Partial Support Vector Regression to Mitigate Silent Errors in the Exascale Era

Omer Subasi
Seminar

As the Exascale era approaches, the increase in the capacity of high performance computing (HPC) systems and the targeted power and energy budget goals for these systems cause challenges in terms of reliability. In particular, silent data corruptions (SDC) or silent errors corrupt the results of HPC applications without being noticed. Consequently they become a significant threat to the correct computations of these applications.

In this work, we re-purpose and redesign epsilon-insensitive support vector machine regression to detect and correct SDCs that occur in HPC applications which can be characterized by an error bound. Our design takes spatial features, i.e. neighboring data values, into training data and as a result incurring low memory overhead. Experimental results show that our detector achieves more than 90% recall and less 1% false positive rate for most of the cases. Moreover our detector incurs low performance overhead for all benchmarks studied. Comparison to other state-of-the-art techniques indicates that our detector provides the best trade-off considering its performance and the incurred overheads.

Bio
Omer Subasi is a last-year PhD student at Barcelona Supercomputing Center and Polytechnic University of Catalonia.
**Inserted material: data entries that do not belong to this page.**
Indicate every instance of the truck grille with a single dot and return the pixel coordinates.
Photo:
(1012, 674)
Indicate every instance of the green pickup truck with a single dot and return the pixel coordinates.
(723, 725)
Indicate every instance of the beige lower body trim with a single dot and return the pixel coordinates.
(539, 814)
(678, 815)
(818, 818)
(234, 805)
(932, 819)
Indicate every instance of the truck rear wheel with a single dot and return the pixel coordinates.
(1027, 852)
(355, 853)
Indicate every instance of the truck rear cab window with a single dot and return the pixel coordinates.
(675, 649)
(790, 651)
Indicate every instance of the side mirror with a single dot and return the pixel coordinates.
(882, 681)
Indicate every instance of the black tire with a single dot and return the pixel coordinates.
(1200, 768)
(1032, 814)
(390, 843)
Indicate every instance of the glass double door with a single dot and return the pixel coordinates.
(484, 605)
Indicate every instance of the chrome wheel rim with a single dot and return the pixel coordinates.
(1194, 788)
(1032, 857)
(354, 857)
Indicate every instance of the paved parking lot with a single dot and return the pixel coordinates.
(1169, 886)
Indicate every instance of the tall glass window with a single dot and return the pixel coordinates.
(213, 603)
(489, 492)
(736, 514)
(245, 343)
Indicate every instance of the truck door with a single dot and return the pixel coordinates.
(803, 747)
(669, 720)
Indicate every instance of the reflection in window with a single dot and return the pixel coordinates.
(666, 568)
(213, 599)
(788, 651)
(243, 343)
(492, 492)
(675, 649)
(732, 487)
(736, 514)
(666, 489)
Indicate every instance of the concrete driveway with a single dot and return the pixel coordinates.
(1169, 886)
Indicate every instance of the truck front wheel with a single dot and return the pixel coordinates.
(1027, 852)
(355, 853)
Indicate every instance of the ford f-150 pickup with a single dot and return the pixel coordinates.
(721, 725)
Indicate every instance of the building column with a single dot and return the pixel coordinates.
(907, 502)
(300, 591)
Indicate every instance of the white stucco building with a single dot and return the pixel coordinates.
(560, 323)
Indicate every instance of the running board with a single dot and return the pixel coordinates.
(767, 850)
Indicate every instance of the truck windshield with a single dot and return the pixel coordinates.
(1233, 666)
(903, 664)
He got his BS degree in Computer Engineering with double major in Mathematics from Koc University, Istanbul, Turkey in 2009. He got his Master degree in Computer Science and Engineering from Koc University, Istanbul, Turkey in 2012. His research interest are reliability for high performance computing (HPC) and exascale systems, programming models, reliability modelling. He is currently working on techniques to mitigate silent data corruptions in HPC applications.